Jan Assman illustre ce propos à l'aide de son analyse de la franc-maçonnerie du XVIIe siècle, à partir de la réception des connaissances en égyptologie par les Franc-maçons de l'époque.

Le cosmopolitisme permet une double affiliation à une religion d'une part, et à un ensemble de valeurs qui sont communes à l'Humanité entière, comme le respect de la vie, les droits de l'homme, la liberté.

Discussion

Ce livre est sans doute complexe, mais cela vaut la peine de le lire et de le relire au besoin.
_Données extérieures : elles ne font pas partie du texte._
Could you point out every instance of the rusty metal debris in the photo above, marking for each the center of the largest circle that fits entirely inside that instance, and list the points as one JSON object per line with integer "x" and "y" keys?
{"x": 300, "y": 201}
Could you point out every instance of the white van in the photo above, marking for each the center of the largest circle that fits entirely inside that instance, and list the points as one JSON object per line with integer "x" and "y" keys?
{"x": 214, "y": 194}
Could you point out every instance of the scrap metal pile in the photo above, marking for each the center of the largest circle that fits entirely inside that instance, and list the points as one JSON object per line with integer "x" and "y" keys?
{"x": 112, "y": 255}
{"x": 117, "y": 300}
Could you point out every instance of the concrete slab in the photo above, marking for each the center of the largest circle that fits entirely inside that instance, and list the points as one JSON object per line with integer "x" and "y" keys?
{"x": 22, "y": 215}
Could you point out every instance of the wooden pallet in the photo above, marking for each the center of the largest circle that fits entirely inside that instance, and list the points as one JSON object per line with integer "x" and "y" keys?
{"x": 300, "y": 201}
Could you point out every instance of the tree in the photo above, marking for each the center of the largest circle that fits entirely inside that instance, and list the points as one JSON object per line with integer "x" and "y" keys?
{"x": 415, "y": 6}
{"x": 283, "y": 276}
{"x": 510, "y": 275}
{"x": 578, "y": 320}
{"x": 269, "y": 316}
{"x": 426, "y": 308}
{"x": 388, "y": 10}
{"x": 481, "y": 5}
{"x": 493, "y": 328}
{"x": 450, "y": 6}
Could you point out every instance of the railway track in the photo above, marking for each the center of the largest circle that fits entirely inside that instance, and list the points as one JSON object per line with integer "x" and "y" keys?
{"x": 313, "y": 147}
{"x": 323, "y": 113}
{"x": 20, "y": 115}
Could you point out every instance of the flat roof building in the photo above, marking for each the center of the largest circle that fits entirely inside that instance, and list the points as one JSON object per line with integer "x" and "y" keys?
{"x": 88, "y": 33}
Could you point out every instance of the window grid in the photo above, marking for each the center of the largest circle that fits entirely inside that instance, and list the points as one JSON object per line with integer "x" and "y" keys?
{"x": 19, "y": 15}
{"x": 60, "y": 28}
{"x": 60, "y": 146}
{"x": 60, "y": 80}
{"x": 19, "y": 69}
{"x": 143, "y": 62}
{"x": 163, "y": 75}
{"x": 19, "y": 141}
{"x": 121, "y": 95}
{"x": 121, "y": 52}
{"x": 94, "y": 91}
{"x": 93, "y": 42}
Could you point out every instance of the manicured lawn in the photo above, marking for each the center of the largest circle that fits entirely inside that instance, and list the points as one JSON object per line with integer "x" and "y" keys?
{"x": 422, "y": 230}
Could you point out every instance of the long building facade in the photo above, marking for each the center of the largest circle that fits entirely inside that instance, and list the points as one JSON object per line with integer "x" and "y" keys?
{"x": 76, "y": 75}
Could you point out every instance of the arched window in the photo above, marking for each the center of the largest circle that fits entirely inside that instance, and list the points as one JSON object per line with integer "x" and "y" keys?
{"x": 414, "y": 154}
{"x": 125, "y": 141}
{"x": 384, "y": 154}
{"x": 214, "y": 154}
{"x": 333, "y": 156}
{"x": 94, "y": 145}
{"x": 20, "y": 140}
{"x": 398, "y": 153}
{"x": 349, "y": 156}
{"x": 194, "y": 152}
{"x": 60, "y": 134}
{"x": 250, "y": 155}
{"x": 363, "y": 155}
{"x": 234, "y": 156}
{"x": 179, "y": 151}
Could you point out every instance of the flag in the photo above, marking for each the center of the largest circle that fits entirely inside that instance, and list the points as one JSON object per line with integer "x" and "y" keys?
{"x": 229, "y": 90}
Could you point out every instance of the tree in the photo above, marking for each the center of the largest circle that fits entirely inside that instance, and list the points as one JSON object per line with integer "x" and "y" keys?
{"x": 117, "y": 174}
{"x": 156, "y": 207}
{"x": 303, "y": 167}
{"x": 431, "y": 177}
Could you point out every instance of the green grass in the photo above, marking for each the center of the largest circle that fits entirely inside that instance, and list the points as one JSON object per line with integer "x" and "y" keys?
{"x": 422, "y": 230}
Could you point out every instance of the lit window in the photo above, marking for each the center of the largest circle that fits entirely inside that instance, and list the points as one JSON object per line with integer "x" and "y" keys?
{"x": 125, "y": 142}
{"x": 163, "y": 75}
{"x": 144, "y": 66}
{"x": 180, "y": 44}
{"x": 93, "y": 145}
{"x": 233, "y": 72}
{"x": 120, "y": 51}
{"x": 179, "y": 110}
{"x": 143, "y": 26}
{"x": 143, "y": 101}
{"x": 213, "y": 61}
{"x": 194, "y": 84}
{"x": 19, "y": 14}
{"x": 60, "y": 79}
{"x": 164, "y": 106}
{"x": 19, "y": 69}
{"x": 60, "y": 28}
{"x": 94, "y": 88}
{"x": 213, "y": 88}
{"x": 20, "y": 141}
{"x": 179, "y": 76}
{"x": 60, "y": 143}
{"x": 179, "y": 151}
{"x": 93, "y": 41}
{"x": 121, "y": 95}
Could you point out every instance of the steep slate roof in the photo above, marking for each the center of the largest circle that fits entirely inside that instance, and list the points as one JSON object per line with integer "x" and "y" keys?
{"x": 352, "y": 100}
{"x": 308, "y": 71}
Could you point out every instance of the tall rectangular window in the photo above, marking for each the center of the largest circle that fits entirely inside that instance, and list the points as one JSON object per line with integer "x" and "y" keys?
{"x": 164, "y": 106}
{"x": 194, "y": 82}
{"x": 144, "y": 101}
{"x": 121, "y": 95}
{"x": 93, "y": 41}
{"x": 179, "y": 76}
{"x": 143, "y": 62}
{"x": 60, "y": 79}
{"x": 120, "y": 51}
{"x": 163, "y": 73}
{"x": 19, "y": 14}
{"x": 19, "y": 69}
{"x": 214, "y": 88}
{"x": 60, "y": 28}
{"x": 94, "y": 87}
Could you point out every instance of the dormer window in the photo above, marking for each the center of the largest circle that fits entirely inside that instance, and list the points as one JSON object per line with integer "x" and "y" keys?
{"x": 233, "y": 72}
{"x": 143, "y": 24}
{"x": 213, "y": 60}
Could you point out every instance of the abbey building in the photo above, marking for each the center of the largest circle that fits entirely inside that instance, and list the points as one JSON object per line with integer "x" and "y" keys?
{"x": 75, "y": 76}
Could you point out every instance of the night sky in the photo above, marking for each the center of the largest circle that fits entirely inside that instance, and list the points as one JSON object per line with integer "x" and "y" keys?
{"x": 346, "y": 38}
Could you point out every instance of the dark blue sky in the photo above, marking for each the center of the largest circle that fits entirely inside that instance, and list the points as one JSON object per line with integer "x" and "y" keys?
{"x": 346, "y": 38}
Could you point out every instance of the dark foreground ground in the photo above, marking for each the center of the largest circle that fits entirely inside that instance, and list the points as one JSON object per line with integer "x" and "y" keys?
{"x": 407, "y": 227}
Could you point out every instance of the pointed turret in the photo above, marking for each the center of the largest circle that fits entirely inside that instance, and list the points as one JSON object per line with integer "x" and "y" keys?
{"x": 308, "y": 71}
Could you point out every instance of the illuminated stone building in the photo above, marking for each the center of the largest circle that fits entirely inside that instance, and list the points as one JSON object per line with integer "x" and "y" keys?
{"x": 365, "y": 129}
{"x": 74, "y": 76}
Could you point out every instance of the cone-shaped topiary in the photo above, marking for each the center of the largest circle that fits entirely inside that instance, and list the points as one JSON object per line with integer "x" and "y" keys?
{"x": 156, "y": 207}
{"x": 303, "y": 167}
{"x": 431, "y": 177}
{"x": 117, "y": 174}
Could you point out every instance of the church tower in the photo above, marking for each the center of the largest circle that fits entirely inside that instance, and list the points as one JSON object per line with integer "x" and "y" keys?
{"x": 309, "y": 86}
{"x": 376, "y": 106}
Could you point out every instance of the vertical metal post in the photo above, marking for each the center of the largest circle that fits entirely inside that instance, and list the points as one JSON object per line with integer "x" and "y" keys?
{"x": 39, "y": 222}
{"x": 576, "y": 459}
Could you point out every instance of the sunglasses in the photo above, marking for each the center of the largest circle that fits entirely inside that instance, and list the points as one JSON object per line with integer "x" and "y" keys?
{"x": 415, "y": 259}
Ce qui est intéressant, c'est que l'auteur a retracé l'histoire des connaissances sur l'Égypte, alors que l'essentiel de ces connaissances, comme la signification des hiéroglyphes par exemple, avait été perdu au cours du temps.

Comme l'auteur fait appel à une religion universelle, cosmopolite, se propose-t-il de faire traduire l'ouvrage en arabe ?

Pourquoi la version anglaise ne reprend-elle pas les matériaux maçonniques ?

On a tendance à penser que Mozart, dans La Flûte enchantée, a mis en scène une initiation maçonnique. Or, les initiations n'ont fait appel aux éléments qu'après la traduction en français du livret de la Flûte enchantée, soit en 1811. C'est donc Mozart qui est à l'origine de cette pratique.

Table des matières

Préface

Note du traducteur

Introduction

L'idée de la religion double : histoire et actualité

    1. Les bases égyptiennes : le double sens des signes
    2. Du double sens des signes à la double religion
    3. "Religio Duplex" et théologie politique
    4. La "Religio Duplex" et la franc-maçonnerie
    5. À l'époque de la globalisation : "Religio Duplex" comme double affiliation

Conclusion : rétrospective et prospective

Annexe : Matériaux sur la recherche maçonnique à propos des Mystères

    1. Les francs-maçons à la recherche de leur passé
    2. Beyerle et Starck à propos des Mystères, de la double religion et de la franc-maçonnerie
    3. Les études sur les Mystères dans le Journal für Freymauer

Bibliographie

Index des thèmes

Index des noms

Notes :

[1] La tradition des francs-maçons Histoire et transmission initiatique, Dervy 2014 (Pierre Vivante), ISBN 9791024200668.

[2] Moïse l'Égyptien : un essai d'histoire de la mémoire, Flammarion 2010 (Champs histoire), ISBN 9782081240780.

[3] Zauberflöte : Oper und Mysterium, Hanser 2005, ISBN 9783446206731, non traduit en français.

[4] Elle ne compte que 224 pages, au lieu de 409pour la version française, et 507 pour la version allemande.